Nathan gave no acknowledgment that he was there, just kept whistling and staring into the flowers.
“So let’s see what you got here today,” he said, looking into the
bowl. “Ummm. Egg, banana, milk, cereal.” It was no surprise. Nathan had that for every meal, for as far back as Barry could remember. Everything else he spat out, making a mess that was unpleasant for even his mother to clean up.
He dipped out some of the food, spooned it into his brother’s mouth, and the whistling stopped. As he fed him, he tried to picture Tory in his mother’s place, with a thirty-five-year-old bigger than she was, who still needed his diapers changed and had to be fed. He tried to picture Spencer and Brittany feeding him, grown with children of their own, remembering back on their music recitals and the shame that they’d had to repent of time and time again.
He let his brother chew in the messy way he had, then wiped his face with the napkin tied like a bib around Nathan’s neck. Nathan sat quietly, waiting for the next bite, his eyes fixed on the green azalea bushes as if waiting for them to bloom. It would be months before they would, Barry thought, but Nathan would keep staring.

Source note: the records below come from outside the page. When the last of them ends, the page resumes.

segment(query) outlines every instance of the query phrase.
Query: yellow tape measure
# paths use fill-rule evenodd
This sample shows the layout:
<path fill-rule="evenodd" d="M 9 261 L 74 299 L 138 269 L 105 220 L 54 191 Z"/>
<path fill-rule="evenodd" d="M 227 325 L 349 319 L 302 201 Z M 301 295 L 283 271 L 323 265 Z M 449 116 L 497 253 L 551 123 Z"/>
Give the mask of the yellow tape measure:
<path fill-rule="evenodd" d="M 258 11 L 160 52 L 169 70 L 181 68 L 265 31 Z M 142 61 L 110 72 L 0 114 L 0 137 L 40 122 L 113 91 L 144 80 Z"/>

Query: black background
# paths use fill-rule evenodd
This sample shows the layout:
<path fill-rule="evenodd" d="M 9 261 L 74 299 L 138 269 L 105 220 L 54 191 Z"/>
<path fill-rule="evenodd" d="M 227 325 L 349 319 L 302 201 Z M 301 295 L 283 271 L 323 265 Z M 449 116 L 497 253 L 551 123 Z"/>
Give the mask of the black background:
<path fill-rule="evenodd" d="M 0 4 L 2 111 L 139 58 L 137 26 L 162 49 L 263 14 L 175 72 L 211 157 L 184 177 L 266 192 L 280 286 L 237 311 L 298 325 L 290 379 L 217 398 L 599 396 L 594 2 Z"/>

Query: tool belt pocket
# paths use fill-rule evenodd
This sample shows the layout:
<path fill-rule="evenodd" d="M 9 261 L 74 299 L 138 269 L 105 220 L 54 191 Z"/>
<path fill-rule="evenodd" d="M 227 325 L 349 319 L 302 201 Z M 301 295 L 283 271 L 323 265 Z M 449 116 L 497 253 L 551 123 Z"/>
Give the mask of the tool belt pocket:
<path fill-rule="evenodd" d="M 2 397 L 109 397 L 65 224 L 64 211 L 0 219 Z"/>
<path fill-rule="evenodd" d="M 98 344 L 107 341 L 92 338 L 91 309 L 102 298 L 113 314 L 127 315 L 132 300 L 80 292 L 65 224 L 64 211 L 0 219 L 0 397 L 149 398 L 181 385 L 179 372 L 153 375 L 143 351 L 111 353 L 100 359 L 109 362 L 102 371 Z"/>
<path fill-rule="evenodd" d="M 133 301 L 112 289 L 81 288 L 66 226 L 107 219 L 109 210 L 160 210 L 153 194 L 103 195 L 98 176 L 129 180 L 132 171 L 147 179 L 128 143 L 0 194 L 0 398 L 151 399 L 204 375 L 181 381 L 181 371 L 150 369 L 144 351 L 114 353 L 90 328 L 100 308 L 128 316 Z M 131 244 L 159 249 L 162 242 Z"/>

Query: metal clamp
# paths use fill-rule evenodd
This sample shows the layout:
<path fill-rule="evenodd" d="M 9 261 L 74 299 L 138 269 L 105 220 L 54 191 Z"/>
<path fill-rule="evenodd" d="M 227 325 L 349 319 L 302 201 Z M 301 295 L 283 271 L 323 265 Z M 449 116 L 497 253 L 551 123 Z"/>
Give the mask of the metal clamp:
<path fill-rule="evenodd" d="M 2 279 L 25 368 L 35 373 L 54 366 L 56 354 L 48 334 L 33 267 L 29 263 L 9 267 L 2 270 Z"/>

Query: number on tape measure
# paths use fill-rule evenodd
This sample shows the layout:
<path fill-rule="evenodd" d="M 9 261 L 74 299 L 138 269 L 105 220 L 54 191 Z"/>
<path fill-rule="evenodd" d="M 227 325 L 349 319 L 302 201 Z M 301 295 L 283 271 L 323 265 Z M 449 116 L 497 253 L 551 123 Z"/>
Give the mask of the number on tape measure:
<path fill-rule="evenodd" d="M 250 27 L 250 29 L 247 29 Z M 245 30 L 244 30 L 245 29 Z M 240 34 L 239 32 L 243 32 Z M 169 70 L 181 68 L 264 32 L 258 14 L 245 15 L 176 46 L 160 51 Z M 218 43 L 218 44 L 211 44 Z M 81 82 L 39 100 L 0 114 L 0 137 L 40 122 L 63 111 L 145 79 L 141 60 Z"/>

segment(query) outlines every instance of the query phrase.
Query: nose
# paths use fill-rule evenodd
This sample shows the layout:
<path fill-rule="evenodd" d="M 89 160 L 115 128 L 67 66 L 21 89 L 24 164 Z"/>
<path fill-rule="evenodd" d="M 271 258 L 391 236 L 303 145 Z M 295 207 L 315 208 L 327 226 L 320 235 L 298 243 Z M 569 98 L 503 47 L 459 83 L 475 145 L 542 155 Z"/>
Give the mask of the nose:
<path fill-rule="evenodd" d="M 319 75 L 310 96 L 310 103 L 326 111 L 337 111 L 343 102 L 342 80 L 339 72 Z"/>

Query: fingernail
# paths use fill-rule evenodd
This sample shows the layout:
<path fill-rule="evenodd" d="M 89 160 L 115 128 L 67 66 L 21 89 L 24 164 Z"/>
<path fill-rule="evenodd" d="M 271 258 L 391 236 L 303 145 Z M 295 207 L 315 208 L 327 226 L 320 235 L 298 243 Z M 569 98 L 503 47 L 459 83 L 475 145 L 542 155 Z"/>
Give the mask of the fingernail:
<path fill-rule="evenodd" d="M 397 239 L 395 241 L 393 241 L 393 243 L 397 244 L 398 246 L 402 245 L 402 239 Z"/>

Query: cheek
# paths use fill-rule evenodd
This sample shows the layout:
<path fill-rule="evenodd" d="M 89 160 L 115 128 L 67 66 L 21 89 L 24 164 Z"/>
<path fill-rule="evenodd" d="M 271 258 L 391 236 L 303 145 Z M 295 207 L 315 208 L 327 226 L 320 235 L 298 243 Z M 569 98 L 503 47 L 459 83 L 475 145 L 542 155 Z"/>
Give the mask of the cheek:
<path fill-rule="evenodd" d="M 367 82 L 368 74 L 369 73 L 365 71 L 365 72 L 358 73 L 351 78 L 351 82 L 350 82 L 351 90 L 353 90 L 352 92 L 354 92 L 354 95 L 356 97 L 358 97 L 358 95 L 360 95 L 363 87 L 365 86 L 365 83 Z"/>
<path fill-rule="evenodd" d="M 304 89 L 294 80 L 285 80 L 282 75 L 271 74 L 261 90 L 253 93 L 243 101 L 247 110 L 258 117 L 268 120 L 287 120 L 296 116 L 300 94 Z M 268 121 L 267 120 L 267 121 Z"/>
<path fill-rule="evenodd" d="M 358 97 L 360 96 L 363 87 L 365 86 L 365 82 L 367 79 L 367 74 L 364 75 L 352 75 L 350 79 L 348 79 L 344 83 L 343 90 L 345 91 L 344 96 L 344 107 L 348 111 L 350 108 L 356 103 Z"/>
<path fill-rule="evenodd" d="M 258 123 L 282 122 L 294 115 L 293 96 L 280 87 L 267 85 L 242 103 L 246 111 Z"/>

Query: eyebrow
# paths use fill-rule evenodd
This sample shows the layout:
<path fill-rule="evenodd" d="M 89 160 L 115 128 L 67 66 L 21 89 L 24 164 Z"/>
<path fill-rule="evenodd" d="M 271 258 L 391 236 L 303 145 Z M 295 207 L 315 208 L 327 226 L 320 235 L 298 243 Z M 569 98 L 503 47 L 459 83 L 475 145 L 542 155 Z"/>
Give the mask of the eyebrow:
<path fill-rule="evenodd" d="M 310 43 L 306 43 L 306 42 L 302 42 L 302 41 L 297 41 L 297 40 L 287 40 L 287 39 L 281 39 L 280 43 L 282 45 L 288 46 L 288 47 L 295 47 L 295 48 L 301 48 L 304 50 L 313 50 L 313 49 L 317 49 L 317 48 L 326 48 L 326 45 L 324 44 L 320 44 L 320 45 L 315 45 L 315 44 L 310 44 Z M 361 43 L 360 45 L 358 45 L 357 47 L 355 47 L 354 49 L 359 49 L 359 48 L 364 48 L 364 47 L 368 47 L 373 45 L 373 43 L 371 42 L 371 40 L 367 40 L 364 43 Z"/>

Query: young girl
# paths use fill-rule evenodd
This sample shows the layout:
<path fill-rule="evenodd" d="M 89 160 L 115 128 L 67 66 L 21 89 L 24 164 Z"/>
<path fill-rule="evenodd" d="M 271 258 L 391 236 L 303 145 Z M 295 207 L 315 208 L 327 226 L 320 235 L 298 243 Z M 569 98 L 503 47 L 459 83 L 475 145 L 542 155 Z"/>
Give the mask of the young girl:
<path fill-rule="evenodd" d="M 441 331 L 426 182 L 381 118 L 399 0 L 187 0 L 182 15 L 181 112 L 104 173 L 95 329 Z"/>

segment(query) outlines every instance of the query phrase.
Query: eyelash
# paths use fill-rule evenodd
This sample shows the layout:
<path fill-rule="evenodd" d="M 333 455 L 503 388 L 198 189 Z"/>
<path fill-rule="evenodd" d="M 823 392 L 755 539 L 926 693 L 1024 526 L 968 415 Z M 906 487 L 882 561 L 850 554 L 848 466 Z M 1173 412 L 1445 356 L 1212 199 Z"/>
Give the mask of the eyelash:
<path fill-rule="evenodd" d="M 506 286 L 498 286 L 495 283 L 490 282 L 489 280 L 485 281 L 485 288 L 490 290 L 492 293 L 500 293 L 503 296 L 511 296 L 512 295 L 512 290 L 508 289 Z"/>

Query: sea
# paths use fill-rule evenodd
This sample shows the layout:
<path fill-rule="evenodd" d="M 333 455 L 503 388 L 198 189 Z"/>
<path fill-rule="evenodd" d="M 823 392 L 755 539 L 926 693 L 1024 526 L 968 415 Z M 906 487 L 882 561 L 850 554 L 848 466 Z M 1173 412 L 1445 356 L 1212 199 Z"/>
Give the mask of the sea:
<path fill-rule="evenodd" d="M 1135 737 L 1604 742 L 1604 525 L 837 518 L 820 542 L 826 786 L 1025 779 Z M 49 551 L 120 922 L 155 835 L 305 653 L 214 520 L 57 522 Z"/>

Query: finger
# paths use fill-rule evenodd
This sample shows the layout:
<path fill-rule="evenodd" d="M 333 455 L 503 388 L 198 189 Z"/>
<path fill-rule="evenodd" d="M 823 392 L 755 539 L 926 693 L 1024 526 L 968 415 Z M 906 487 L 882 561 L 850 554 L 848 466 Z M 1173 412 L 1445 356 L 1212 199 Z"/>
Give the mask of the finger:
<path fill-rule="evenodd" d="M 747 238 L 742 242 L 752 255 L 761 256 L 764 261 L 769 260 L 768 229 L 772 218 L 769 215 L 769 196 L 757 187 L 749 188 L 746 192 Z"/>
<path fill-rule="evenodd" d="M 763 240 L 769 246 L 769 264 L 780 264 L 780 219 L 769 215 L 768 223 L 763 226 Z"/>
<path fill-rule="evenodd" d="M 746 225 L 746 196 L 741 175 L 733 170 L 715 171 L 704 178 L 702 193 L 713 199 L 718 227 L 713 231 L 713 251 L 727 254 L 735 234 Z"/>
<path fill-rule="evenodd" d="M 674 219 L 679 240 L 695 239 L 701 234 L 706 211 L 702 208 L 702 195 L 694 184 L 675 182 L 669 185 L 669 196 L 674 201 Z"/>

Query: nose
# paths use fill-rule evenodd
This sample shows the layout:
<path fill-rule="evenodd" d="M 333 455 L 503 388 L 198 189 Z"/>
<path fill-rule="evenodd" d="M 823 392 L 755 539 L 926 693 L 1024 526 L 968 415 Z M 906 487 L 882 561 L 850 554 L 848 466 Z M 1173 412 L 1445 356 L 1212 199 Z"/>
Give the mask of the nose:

As he had a million times before, Barry looked into those vacant eyes and wondered if, somewhere behind them, there was a normal man in there, trapped and waiting to be freed. He pictured his brother in heaven, laughing eyes meeting his for the first time, his arm rearing back to throw a football across a meadow that he didn’t need a wheelchair to cross.
He took the wheelchair’s arm, unlocked one side, and turned Nathan’s chair until they were face-to-face. He leaned forward, nose to nose with his brother, staring into Nathan’s eyes as he’d done every day as a boy, trying to make their eyes connect just because Nathan had nowhere else to look. He tried to imagine that Nathan saw him, knew him, that there was a flicker or a hint of intelligence in his head. “You’re smarter and better looking than any of us, aren’t you, buddy?” Barry asked in a low voice. “Deep down in there, you’re really getting it all, aren’t you?”